No Retention of Flat Booking Amount On Buyer's Voluntary Exit From Purchase Without Forfeiture Clause: HP RERA
Shivani PS
11 Jun 2026 4:29 PM IST

The Himachal Pradesh Real Estate Regulatory Authority (HP RERA) has recently held that a prospective homebuyer's voluntary withdrawal from a proposed flat purchase did not justify retention of the booking amount in the facts of the case, and directed a developer to refund ₹1.01 lakh paid towards booking of a flat.
The order was passed by Chairperson R.D. Dhiman and Member Vidur Mehta while allowing a complaint filed by Shimla resident Vimal Sana against Rajdeep and Company Infrastructure Private Limited, the developer of the "Mashobra Hills" project.
"The principal defence of the respondent is that the complainant herself withdrew from the transaction due to financial inability and therefore refund is not payable. This contention cannot be accepted in the facts of the present case," the Authority observed.
The Authority further observed, "As per regulation person may choose to withdraw from a proposed booking for personal reasons. However, in absence of a contractual clause authorizing forfeiture, the promoter cannot retain the money deposited by the prospective allottee."
The dispute arose after Sana came across a listing for the Mashobra Hills project on 99acres and agreed to purchase Flat No. 203 in Tower-A for ₹58 lakh.
She paid a booking amount of ₹1,01,000 on November 6, 2023.
According to the complaint, she withdrew from the proposed purchase on December 2, 2023, citing financial constraints. She subsequently sought a refund through WhatsApp messages and emails.
When the amount was not refunded, she approached HP RERA seeking a refund of the booking amount along with interest.
Sana contended that the developer could not retain the booking amount when no agreement for sale or allotment letter had been executed and there was no contractual basis authorising forfeiture.
Opposing the complaint, the developer argued that Sana had voluntarily withdrawn from the transaction. It contended that since the booking amount was below 10% of the sale consideration, execution of an agreement for sale was not required at that stage.
The developer additionally questioned the maintainability of the complaint and the evidentiary value of the WhatsApp communications relied upon by the complainant.
Rejecting the developer's interpretation, the Authority observed that Section 13 was intended to prevent collection of money from prospective purchasers without formalising the rights and obligations of the parties.
"This Authority is unable to accept such interpretation. The legislative intent behind Section 13 is to prevent arbitrary collection of money from prospective purchasers without formalizing the rights and obligations of parties," the Authority observed.
The Authority further held, "The provision places an upper ceiling upon the promoter from receiving more than 10% without agreement however, once the promoter receives advance/booking amount and proceeds with allotment process, the promoter cannot avoid execution of documentation and simultaneously deny accountability."
The Authority held that the developer could not accept a booking amount and simultaneously deny accountability by failing to execute documentation governing the transaction.

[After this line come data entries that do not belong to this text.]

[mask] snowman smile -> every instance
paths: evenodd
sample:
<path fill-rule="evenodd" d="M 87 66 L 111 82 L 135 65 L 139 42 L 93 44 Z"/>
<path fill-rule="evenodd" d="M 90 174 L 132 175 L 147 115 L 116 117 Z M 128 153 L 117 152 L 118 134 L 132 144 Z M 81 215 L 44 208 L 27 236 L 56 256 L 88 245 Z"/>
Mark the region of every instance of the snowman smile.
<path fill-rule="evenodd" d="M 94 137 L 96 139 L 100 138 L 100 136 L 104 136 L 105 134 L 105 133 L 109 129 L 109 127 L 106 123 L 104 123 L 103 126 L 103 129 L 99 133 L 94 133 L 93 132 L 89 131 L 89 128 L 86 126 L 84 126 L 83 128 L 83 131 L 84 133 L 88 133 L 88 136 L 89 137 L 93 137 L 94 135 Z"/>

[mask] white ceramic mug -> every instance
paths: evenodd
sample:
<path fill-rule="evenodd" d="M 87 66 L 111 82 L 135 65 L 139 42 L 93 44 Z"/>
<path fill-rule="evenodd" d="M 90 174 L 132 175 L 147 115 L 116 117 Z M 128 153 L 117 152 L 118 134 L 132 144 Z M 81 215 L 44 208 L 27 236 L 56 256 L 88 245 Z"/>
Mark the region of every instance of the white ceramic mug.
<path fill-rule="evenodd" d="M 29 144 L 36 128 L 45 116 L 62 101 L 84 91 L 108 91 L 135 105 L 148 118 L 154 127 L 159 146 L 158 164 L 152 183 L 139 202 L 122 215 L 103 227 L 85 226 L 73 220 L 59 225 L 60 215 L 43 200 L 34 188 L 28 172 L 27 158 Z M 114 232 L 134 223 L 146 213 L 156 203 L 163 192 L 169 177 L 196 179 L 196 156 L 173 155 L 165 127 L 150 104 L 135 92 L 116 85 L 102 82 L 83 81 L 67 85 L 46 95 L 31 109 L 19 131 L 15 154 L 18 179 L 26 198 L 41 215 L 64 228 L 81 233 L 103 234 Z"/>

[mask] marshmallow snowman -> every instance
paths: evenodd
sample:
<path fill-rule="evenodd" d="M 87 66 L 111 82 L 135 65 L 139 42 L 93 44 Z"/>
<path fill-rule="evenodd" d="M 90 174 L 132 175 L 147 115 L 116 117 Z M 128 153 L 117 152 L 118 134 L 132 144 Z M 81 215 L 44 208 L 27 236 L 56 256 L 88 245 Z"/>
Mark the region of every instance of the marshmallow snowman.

It observed that there was no booking application, allotment letter, forfeiture clause, cancellation policy, lock-in condition or other document authorising retention of the amount.
On the objection regarding WhatsApp communications, the Authority observed, "Proceedings under the RERD Act are summary and regulatory in nature. Technical rules of evidence are not to be applied with rigidity."
The Authority noted that the developer had not specifically denied the communications. It also noted that the developer had not disputed the association of the concerned representative with the project.
While granting relief, the Authority observed that Sana herself had withdrawn from the proposed transaction and that no formal agreement for sale or allotment letter had been executed.
In those circumstances, it held that "ends of justice would be met by awarding reasonable interest and not penal interest."
Accordingly, by an order dated June 6, 2026, the Authority directed Rajdeep and Company Infrastructure Private Limited to refund ₹1,01,000 with interest at SBI's highest MCLR plus 2% (10.80% per annum) from the date of filing of the complaint until realisation. The refund has been directed to be made within sixty days.
For Respondent (Rajdeep and Company Infrastructure Private Limited): Advocates Ajay Sipahiya, Dhruv Sharma and Pankaj Thakur.